Aarav segera memungut sarungnya yang jatuh di lantai dengan muka merah padam karena menahan malu. Setelah selesai, bocah tersebut pun berjalan dengan sesantai mungkin menghampiri Mama dan Adel.

"U-ud... HAHAHAHAHAHA!!!" Belum selesai menyelesaikan kalimatnya, Adel ngakak duluan. Adel sudah tak sanggup menahan tawanya lagi.

"Wedus nyebelin bangeeeeeet! Aarav sebeeeeeel sama Wedus pokoknya!"  kata Aarav kemudian melotot tajam ke arah Adel sambil menggerakkan bibirnya ke kanan dan ke kiri. Starterpack bocah SD jaman sekarang, gak berani main fisik, tapi beraninya main muka. Uwaw! Muka.

Mama geleng-geleng. "Kamu juga sih, Rav. Pakai sarung tuh yang bener gitu, loh. Kalau sampai dilihat orang lain, gimana?"

"Lihat ya tinggal lihat aja, Ma," sahut Aarav santai. Aarav memang sulit sekali ditebak.

Mama menyentil hidung Aarav yang mancung itu sambil cemberut. "Kalau ngomong suka nggak di filter kamu tuh."

Aarav nyengir lebar.

Adel lalu bangkit dari sofa sambil meregangkan ototnya. "Adel ganti baju dulu, Ma.

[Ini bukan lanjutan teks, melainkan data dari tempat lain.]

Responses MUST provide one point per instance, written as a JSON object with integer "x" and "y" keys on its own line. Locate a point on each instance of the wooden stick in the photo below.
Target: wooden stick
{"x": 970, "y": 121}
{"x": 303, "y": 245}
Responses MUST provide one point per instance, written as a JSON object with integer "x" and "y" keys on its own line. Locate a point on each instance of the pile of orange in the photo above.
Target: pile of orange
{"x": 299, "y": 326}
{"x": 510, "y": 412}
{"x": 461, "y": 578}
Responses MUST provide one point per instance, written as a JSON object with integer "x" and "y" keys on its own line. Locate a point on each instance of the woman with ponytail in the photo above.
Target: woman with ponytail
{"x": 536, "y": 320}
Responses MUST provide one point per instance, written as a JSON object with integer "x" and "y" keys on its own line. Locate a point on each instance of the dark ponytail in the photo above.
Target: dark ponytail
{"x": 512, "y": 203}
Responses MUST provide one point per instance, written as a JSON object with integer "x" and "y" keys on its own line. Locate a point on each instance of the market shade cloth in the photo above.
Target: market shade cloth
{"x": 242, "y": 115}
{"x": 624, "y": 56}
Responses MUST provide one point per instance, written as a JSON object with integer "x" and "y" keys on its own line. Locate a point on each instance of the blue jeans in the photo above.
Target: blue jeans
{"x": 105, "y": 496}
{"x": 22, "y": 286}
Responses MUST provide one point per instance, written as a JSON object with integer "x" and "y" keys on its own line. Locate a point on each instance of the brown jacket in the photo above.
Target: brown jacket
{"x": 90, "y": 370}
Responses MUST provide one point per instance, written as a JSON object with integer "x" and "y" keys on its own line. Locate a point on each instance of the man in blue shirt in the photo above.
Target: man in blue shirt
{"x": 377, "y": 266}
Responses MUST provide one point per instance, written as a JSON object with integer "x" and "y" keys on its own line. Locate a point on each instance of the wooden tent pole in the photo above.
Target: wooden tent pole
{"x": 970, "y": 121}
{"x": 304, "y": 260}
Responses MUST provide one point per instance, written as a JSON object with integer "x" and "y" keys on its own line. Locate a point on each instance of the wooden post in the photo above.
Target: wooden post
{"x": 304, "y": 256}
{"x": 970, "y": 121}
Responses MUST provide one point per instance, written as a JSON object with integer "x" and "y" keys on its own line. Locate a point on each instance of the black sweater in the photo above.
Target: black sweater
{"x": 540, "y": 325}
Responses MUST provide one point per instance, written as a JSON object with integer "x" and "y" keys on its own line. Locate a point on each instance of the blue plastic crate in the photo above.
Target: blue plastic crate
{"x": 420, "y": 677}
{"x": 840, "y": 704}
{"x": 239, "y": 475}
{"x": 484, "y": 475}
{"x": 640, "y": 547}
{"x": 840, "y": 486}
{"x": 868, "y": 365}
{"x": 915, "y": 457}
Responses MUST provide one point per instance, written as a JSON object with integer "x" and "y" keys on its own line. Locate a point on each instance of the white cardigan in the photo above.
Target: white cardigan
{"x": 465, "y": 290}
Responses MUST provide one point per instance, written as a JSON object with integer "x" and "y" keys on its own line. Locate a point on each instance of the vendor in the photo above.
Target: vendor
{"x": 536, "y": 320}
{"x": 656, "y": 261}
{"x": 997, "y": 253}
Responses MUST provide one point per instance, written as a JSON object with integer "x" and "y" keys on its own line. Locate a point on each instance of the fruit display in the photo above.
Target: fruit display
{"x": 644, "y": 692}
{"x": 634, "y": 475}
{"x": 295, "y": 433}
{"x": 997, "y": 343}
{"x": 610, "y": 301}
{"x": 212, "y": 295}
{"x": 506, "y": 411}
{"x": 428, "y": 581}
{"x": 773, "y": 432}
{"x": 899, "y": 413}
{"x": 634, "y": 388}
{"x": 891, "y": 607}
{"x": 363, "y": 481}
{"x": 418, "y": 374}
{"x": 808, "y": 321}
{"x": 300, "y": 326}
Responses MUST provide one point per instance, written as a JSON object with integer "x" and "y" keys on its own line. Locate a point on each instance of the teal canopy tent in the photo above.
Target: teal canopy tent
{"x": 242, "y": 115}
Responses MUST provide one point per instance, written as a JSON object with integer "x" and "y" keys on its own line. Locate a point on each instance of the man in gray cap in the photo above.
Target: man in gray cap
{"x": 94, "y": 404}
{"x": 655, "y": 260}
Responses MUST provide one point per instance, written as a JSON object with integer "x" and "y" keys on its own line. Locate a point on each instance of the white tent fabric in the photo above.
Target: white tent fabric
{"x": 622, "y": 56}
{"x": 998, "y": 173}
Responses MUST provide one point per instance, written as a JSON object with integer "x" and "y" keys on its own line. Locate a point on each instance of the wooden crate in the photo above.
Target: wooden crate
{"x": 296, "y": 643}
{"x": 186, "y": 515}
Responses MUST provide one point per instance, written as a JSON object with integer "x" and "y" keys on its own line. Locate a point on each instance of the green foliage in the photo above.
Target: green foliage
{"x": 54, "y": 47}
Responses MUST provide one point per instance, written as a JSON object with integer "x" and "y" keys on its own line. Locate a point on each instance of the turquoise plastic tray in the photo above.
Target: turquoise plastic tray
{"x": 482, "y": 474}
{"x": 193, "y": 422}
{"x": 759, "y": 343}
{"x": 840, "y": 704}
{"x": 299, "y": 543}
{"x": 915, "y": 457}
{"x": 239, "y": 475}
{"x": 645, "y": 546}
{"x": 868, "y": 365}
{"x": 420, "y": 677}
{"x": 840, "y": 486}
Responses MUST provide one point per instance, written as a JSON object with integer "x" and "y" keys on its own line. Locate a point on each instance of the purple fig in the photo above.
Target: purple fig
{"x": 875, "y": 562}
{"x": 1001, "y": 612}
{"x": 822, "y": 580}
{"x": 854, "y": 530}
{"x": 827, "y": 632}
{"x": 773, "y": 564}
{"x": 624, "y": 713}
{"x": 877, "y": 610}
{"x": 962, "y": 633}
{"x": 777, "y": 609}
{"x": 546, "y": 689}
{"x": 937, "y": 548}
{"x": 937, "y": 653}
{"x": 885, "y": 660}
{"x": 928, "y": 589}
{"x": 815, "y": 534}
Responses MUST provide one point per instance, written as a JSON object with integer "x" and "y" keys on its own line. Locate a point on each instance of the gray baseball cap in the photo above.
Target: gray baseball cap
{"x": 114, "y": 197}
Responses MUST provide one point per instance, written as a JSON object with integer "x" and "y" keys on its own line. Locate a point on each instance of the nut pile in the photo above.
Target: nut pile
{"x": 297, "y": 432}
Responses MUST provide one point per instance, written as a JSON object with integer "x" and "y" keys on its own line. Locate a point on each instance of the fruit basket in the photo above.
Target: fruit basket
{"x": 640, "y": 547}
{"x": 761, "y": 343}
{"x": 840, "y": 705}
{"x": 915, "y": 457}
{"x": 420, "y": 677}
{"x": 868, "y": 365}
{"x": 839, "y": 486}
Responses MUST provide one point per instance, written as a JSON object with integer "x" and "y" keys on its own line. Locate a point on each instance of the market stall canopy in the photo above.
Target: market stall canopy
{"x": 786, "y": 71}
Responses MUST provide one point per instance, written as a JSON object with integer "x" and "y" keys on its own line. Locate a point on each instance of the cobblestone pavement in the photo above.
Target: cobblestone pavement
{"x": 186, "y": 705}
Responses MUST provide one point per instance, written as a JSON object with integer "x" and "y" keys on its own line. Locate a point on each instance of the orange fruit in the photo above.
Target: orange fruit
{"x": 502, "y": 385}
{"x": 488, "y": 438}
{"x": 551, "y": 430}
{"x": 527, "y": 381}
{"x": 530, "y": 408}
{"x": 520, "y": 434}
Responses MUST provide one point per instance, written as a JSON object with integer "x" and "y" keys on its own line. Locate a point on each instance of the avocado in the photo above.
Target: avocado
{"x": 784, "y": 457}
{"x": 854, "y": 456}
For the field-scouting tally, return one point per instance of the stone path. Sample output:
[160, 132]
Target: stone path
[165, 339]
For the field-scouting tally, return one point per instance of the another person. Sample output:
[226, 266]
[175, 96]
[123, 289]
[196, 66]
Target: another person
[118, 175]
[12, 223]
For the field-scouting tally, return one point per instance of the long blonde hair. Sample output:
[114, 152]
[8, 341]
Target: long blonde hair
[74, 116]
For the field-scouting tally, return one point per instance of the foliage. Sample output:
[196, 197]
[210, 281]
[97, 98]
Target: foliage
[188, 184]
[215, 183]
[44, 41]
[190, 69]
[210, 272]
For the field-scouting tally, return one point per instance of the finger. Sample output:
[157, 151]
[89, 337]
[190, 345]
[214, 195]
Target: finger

Kalau butuh apa-apa Mama tinggal panggil Adel aja. Adel capek, mau nyantai sambil marathon anime Kimetsu No Yaiba dulu."

Aarav menganga lebar. Tumben sekali kakaknya itu normal, Aarav jadi lebih lega sekarang.

"Iya, sayang. Nanti kalau Mama butuh bantuan pasti Mama bakal manggil kamu. Gak mungkin juga Mama manggil bocah ini nih," kata Mama sambil melirik Aarav.

Aarav mendengus kemudian berkata pelan, "Cowok emang selalu salah di mata cewek."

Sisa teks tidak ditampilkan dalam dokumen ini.